Pharmaceuticals (Basel). 2025 Jul 8;18(7):1014. doi: 10.3390/ph18071014.
Ischemic postconditioning (IP) is a well-established intervention that mitigates this damage by activating endogenous cardioprotective pathways. However, the presence of comorbidities such as dyslipidemia can disrupt these protective mechanisms and abolish the infarct-sparing effect typically induced by IP. In this context, identifying pharmacological strategies to restore cardioprotection is of clinical relevance. This study aimed to evaluate whether -acetylcysteine (NAC), a glutathione precursor with antioxidant properties, can restore the infarct-limiting effect of IP compromised by HFD-induced oxidative stress. Male mice were fed a control diet (CD) or HFD for 12 weeks. NAC (10 mM) was administered in drinking water for 3 weeks before ex vivo myocardial ischemia/reperfusion (I/R) injury (30 min ischemia/60 min reperfusion). In IP groups, six cycles of brief I/R were applied at the onset of reperfusion. Infarct size, ventricular function, redox status (GSH/GSSG), lipid profile, and histology were evaluated. NAC improved the lipid profile (HDL/non-HDL ratio) and enhanced the infarct-sparing effect of IP in CD-fed mice. In HFD-fed mice, NAC restored the efficacy of IP, significantly reducing infarct size (HFD-I/R-NAC: 39.7 ± 4.5% vs. HFD-IP-NAC: 26.4 ± 2.0%, < 0.05) without changes in ventricular function. The ratio of oxidized/reduced glutathione (GSSG/GSH) is depicted. Under basal conditions, the hearts of mice fed an HFD exhibited a shift towards a more oxidized state compared to the control diet CD group. In the I/R protocol, a significant shift towards a more oxidized state was observed in both CD and HFD-fed animals. In the IP protocol, the GSSG/GSH ratio revealed a tendency to basal values in comparison to the I/R protocol. The analysis indicates that animals subjected to I/R and IP protocols in conjunction with NAC show a tendency to reach basal values, thus suggesting a potential for the reduction in ROS. NAC treatment mitigates oxidative stress and restores the cardioprotective effect of ischemic postconditioning in a model of early-stage atherosclerosis. These findings support NAC as a potential adjunct therapy to improve myocardial resistance to reperfusion injury under dyslipidemic conditions.

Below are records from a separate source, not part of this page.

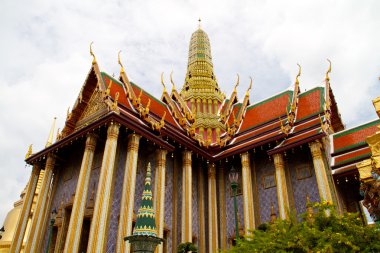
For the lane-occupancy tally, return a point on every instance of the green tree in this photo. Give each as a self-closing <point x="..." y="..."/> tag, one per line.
<point x="321" y="230"/>
<point x="186" y="247"/>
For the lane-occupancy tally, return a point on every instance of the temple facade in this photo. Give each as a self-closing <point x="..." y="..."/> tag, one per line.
<point x="283" y="148"/>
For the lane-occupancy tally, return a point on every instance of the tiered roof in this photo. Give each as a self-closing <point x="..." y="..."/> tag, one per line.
<point x="287" y="119"/>
<point x="350" y="147"/>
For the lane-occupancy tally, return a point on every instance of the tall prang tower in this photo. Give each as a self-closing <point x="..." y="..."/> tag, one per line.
<point x="200" y="90"/>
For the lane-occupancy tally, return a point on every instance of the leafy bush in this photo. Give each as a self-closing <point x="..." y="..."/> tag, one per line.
<point x="319" y="231"/>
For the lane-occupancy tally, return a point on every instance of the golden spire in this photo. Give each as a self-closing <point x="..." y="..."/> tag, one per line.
<point x="30" y="151"/>
<point x="299" y="74"/>
<point x="58" y="135"/>
<point x="249" y="88"/>
<point x="171" y="80"/>
<point x="327" y="92"/>
<point x="309" y="208"/>
<point x="92" y="53"/>
<point x="273" y="215"/>
<point x="162" y="82"/>
<point x="51" y="135"/>
<point x="119" y="61"/>
<point x="237" y="83"/>
<point x="328" y="71"/>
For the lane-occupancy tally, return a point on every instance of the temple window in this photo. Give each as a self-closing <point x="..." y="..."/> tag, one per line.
<point x="268" y="181"/>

缺血后处理(IP)是一种成熟的干预措施,通过激活内源性心脏保护途径减轻这种损伤。然而,诸如血脂异常等合并症的存在会破坏这些保护机制,并消除IP通常诱导的梗死面积缩小效应。在此背景下,确定恢复心脏保护作用的药理学策略具有临床意义。本研究旨在评估具有抗氧化特性的谷胱甘肽前体——N-乙酰半胱氨酸(NAC)是否能恢复因高脂饮食诱导的氧化应激而受损的IP的梗死面积限制效应。雄性小鼠喂食对照饮食(CD)或高脂饮食12周。在离体心肌缺血/再灌注(I/R)损伤(30分钟缺血/60分钟再灌注)前3周,在饮用水中给予NAC(10 mM)。在IP组中,在再灌注开始时施加6个周期的短暂I/R。评估梗死面积、心室功能、氧化还原状态(GSH/GSSG)、血脂谱和组织学。NAC改善了血脂谱(HDL/非HDL比值),并增强了喂食CD小鼠中IP的梗死面积缩小效应。在喂食高脂饮食的小鼠中,NAC恢复了IP的疗效,显著减小了梗死面积(高脂饮食-I/R-NAC:39.7±4.5% vs. 高脂饮食-IP-NAC:26.4±2.0%,P<0.05),而心室功能无变化。描绘了氧化型/还原型谷胱甘肽(GSSG/GSH)的比值。在基础条件下,与对照饮食CD组相比,喂食高脂饮食的小鼠心脏呈现出向更氧化状态的转变。在I/R方案中,在喂食CD和高脂饮食的动物中均观察到向更氧化状态的显著转变。在IP方案中,与I/R方案相比,GSSG/GSH比值显示出趋向于基础值的趋势。分析表明,接受I/R和IP方案并联合NAC处理的动物呈现出趋向于基础值的趋势,因此提示有降低活性氧的潜力。NAC处理减轻了氧化应激,并在早期动脉粥样硬化模型中恢复了缺血后处理的心脏保护作用。这些发现支持NAC作为一种潜在的辅助治疗方法,以改善血脂异常情况下心肌对再灌注损伤的耐受性。